Feature Engineering

TreeFeatureEngineer computes numeric node attributes on an ete3.Tree. The converter later reads those attributes into graph feature columns.

Basic workflow

from phylognn import TreeFeatureEngineer

engineer = TreeFeatureEngineer(num_time_bins=101)
tree = engineer.add_features(tree, origin_time=10.0, rescale=True)
feature_order = engineer.feature_names

Built-in features include node_time, time_bin, tip/internal indicators, fossil/extant indicators, sampled-ancestor indicators, branch_length, rescale_factor, and extant_sampling_probability.

When to use it

Run feature engineering before graph conversion whenever the converter should read computed node attributes into graph feature columns. Keep custom features numeric and registered by name before requesting them.
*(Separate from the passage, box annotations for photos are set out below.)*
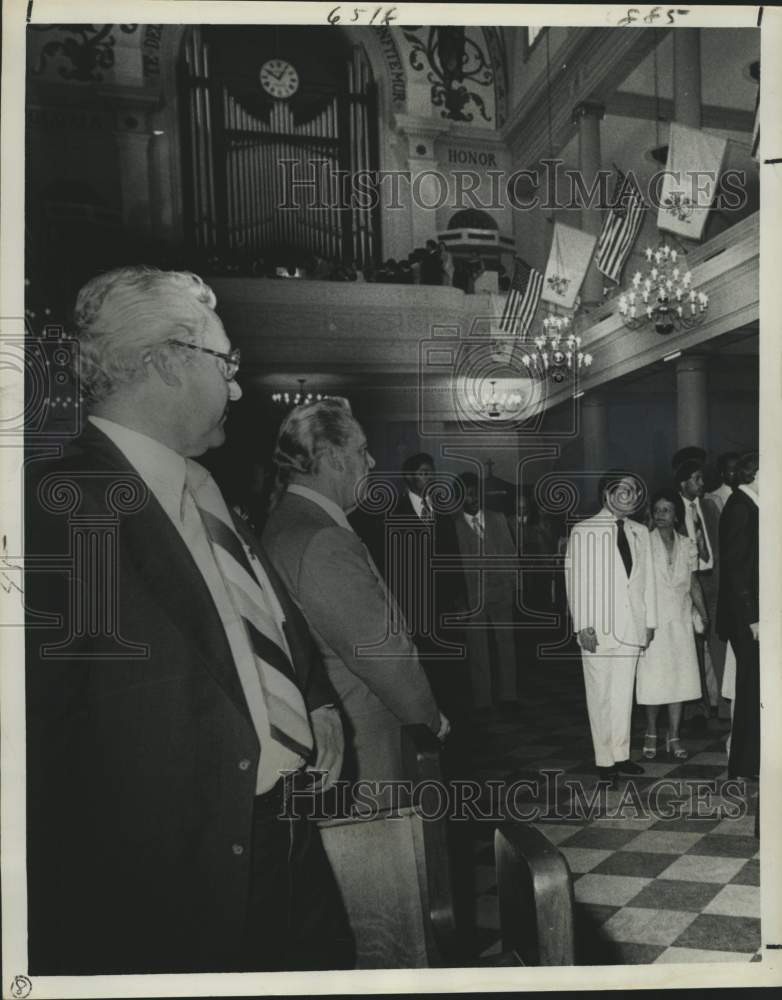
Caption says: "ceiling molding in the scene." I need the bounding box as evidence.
[605,90,755,132]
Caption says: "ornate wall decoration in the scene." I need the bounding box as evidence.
[372,27,407,111]
[30,24,138,83]
[483,26,508,126]
[403,26,494,122]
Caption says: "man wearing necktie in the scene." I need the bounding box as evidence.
[456,472,519,712]
[675,458,725,725]
[565,471,657,780]
[26,267,352,975]
[383,452,469,736]
[263,399,449,801]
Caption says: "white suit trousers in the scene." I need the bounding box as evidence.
[581,648,640,767]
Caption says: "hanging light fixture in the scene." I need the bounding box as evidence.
[619,243,709,336]
[272,378,331,408]
[521,315,592,384]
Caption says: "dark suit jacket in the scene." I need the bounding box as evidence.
[26,427,334,974]
[263,493,440,781]
[385,493,467,658]
[717,490,760,639]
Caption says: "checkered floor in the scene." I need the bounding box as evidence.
[462,644,760,965]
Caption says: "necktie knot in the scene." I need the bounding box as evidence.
[616,517,633,577]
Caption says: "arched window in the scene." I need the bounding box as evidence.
[180,25,380,265]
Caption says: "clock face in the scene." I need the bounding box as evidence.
[260,59,299,100]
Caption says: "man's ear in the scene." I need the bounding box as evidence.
[144,344,182,387]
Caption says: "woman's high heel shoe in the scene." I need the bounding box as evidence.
[665,736,690,760]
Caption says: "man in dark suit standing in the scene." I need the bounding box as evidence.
[385,452,469,728]
[263,399,449,804]
[717,452,760,778]
[456,472,518,712]
[26,267,352,975]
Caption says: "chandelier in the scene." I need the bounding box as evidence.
[521,316,592,383]
[272,378,331,407]
[619,243,709,335]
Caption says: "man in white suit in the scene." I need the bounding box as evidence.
[565,472,657,780]
[455,472,519,715]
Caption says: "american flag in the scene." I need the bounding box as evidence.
[752,84,760,160]
[595,170,646,284]
[500,257,543,337]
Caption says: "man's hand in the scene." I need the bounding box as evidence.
[578,627,597,653]
[307,705,345,792]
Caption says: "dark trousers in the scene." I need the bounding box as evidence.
[243,788,355,972]
[728,629,760,778]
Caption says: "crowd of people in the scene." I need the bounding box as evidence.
[25,267,759,975]
[206,239,510,295]
[566,446,760,781]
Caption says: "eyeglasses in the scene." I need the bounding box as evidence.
[169,340,241,382]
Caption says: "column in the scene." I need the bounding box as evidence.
[676,354,709,449]
[573,101,605,304]
[115,131,150,229]
[672,28,701,128]
[579,392,608,473]
[396,115,449,255]
[147,114,174,238]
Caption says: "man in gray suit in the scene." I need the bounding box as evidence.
[263,399,449,796]
[455,472,518,712]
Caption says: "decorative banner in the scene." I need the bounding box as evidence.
[657,122,728,240]
[595,170,646,284]
[541,222,597,309]
[500,257,543,337]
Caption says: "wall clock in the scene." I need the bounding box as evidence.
[260,59,299,100]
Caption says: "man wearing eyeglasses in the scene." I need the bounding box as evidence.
[26,267,352,975]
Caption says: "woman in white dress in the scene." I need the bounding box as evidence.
[636,490,708,760]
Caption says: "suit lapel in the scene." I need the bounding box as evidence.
[79,425,249,718]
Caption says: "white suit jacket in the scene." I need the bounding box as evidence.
[565,507,657,654]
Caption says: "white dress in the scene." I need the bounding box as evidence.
[636,530,701,705]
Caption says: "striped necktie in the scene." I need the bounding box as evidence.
[187,462,314,757]
[690,500,709,562]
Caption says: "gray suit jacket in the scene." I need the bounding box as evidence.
[263,493,440,780]
[454,510,521,609]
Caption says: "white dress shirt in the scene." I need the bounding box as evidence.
[682,496,714,570]
[706,483,733,513]
[89,417,304,795]
[462,510,486,538]
[407,490,434,521]
[287,483,353,531]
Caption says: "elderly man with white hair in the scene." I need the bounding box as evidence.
[26,267,352,975]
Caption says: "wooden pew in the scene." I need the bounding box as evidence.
[319,726,573,969]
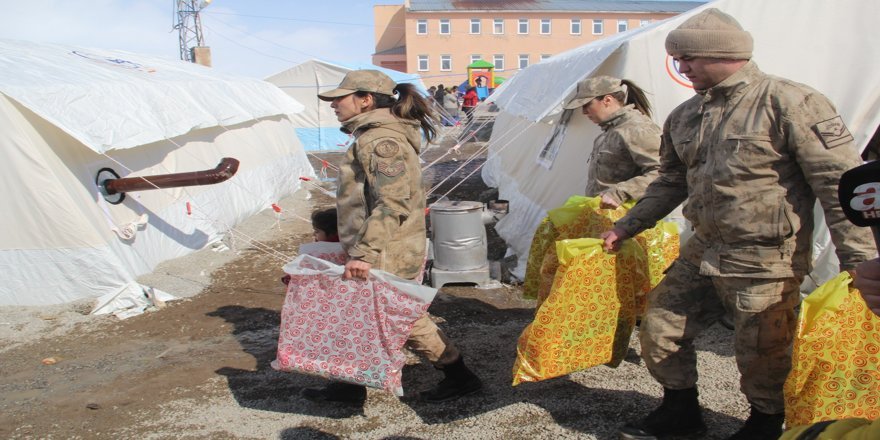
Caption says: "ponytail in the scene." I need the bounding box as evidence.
[355,83,437,143]
[614,79,651,118]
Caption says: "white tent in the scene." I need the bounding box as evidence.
[0,40,314,310]
[483,0,880,282]
[266,59,425,151]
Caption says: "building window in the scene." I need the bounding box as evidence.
[471,18,480,34]
[570,18,581,35]
[440,55,452,72]
[492,18,504,35]
[541,18,550,35]
[492,53,504,70]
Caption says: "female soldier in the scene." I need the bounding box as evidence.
[565,76,661,208]
[303,70,482,403]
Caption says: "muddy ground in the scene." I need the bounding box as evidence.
[0,135,748,440]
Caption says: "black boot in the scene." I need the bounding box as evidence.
[300,382,367,405]
[727,406,785,440]
[420,356,483,403]
[620,388,706,440]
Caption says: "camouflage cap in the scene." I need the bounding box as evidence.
[563,76,623,110]
[318,69,397,101]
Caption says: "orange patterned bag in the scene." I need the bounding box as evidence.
[513,238,650,386]
[783,272,880,426]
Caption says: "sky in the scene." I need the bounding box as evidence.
[0,0,378,78]
[0,0,704,78]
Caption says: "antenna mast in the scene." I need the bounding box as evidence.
[174,0,211,66]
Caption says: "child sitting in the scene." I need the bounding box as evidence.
[281,208,345,284]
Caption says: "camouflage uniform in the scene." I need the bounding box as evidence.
[586,104,660,203]
[616,62,875,414]
[336,108,459,365]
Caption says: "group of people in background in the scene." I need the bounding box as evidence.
[288,8,880,440]
[428,84,480,126]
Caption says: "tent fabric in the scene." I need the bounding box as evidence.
[0,40,302,153]
[0,42,315,311]
[266,59,427,151]
[482,0,880,284]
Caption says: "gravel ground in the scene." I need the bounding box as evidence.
[0,129,748,440]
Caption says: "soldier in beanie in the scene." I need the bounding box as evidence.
[602,9,875,440]
[302,70,482,403]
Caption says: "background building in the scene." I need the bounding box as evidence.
[373,0,702,86]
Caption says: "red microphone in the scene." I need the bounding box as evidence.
[837,161,880,249]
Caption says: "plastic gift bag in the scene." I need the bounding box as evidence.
[783,272,880,426]
[523,196,679,316]
[272,255,437,396]
[513,238,650,386]
[299,241,348,266]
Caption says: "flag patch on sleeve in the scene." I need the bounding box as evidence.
[813,116,853,150]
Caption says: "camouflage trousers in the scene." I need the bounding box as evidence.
[406,313,461,367]
[639,259,802,414]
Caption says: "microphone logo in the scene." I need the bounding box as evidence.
[849,182,880,219]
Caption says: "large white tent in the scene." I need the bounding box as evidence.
[0,40,314,310]
[483,0,880,282]
[266,59,425,151]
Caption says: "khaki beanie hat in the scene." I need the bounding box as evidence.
[666,8,754,60]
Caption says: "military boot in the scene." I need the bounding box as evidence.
[727,406,785,440]
[300,382,367,405]
[420,356,483,403]
[620,388,706,440]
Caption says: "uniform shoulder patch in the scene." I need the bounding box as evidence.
[813,116,853,150]
[376,160,406,177]
[374,140,400,157]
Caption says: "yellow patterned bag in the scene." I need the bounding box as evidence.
[513,238,650,386]
[783,272,880,426]
[523,196,679,316]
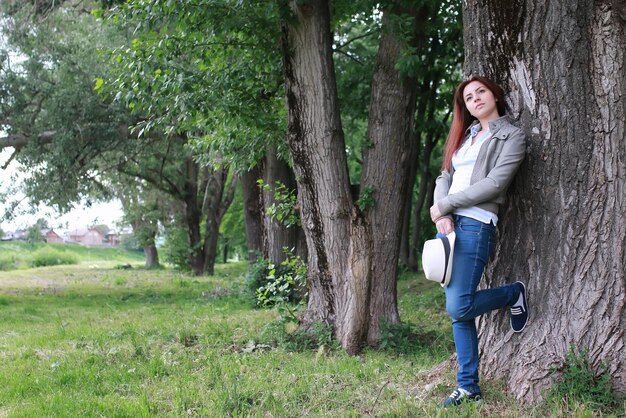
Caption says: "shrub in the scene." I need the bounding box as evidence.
[30,247,78,267]
[254,253,307,322]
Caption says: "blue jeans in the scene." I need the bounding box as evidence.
[445,215,521,393]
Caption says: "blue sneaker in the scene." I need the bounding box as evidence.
[509,282,528,332]
[443,388,482,408]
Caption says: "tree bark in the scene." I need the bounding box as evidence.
[183,155,204,276]
[263,147,298,264]
[283,0,369,353]
[240,166,263,263]
[283,0,415,353]
[143,244,160,269]
[361,10,417,346]
[202,166,238,276]
[464,0,626,400]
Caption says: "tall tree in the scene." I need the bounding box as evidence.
[283,0,422,353]
[463,0,626,399]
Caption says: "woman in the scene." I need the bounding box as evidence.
[430,76,528,407]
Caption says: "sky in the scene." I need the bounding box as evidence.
[0,149,123,232]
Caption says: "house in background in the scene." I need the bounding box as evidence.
[65,228,106,245]
[41,229,63,244]
[104,232,122,247]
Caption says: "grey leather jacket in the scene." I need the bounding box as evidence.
[434,116,526,216]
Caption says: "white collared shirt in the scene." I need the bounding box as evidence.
[448,129,498,225]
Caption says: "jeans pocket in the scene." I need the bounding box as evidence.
[457,219,484,235]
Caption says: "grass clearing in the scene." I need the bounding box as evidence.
[0,247,620,417]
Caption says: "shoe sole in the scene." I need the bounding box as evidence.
[509,280,530,334]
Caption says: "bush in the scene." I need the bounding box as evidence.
[29,247,78,267]
[252,254,307,313]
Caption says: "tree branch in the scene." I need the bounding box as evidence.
[0,131,56,149]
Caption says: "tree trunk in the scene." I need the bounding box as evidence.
[283,0,414,353]
[263,147,299,264]
[202,166,237,276]
[407,132,435,271]
[361,11,417,346]
[183,155,204,276]
[236,166,263,263]
[283,0,370,353]
[398,134,420,268]
[463,0,626,400]
[143,244,160,269]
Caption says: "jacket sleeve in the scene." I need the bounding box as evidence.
[435,131,526,215]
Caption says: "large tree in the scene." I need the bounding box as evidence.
[463,0,626,399]
[283,0,424,353]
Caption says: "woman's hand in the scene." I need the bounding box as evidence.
[430,203,443,222]
[435,216,454,235]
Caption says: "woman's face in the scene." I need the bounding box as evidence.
[463,81,499,121]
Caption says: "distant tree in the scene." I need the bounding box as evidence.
[26,224,45,244]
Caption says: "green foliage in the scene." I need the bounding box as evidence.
[252,253,307,322]
[30,247,78,267]
[547,345,619,412]
[257,179,300,227]
[0,253,17,271]
[97,0,285,167]
[26,225,45,244]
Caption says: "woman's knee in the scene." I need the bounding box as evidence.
[446,300,472,321]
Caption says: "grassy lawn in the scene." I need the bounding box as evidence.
[0,248,616,417]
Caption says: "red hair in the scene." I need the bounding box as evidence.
[443,75,506,171]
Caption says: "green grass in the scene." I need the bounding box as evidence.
[0,250,620,417]
[0,241,143,271]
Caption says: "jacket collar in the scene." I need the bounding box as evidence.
[465,115,511,136]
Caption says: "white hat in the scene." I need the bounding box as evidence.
[422,232,456,287]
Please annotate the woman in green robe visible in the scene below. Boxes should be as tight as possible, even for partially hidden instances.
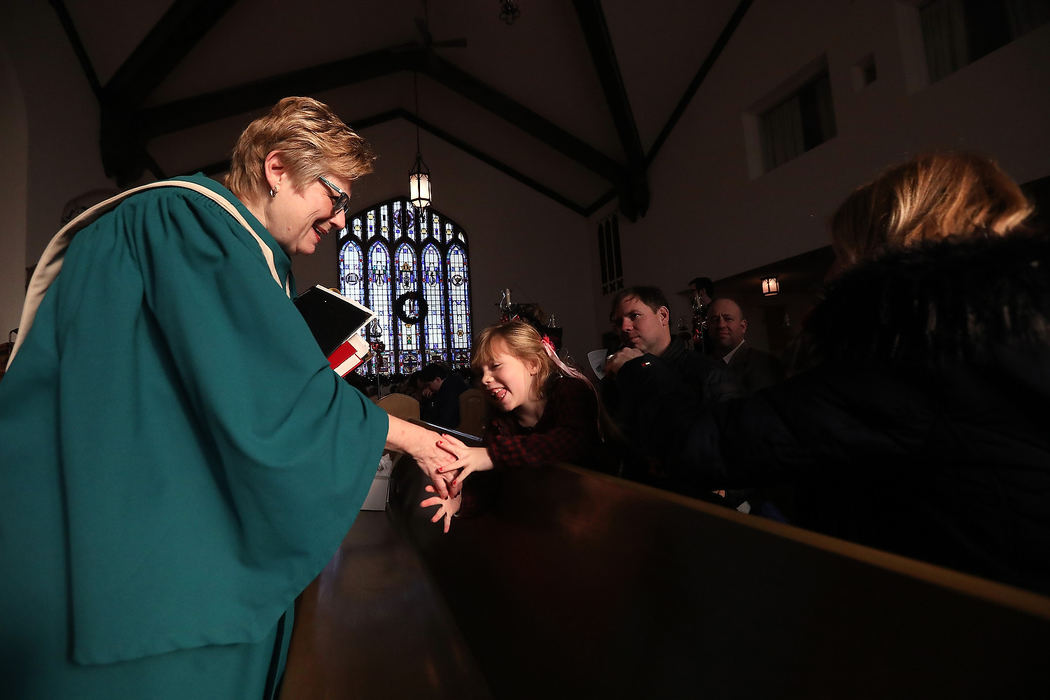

Feature order and determinism

feature_names is an immutable ordered tuple. Use it when constructing a converter so feature columns stay stable across runs. Custom features are appended after built-in features in registration order.

Validation

origin_time must be positive. Requested feature names must be unique and must exist in available_features. num_time_bins must be at least two, extant_sampling_probability must be in [0, 1], and traversal strategy must be one of preorder, postorder, or levelorder. These contracts are checked before graph conversion so invalid features fail early.

Rescaling

When rescale=True, non-zero branch lengths are scaled so their mean becomes one. The same factor is used for feature computation and is attached as rescale_factor. Trees with no non-zero branch lengths cannot be rescaled.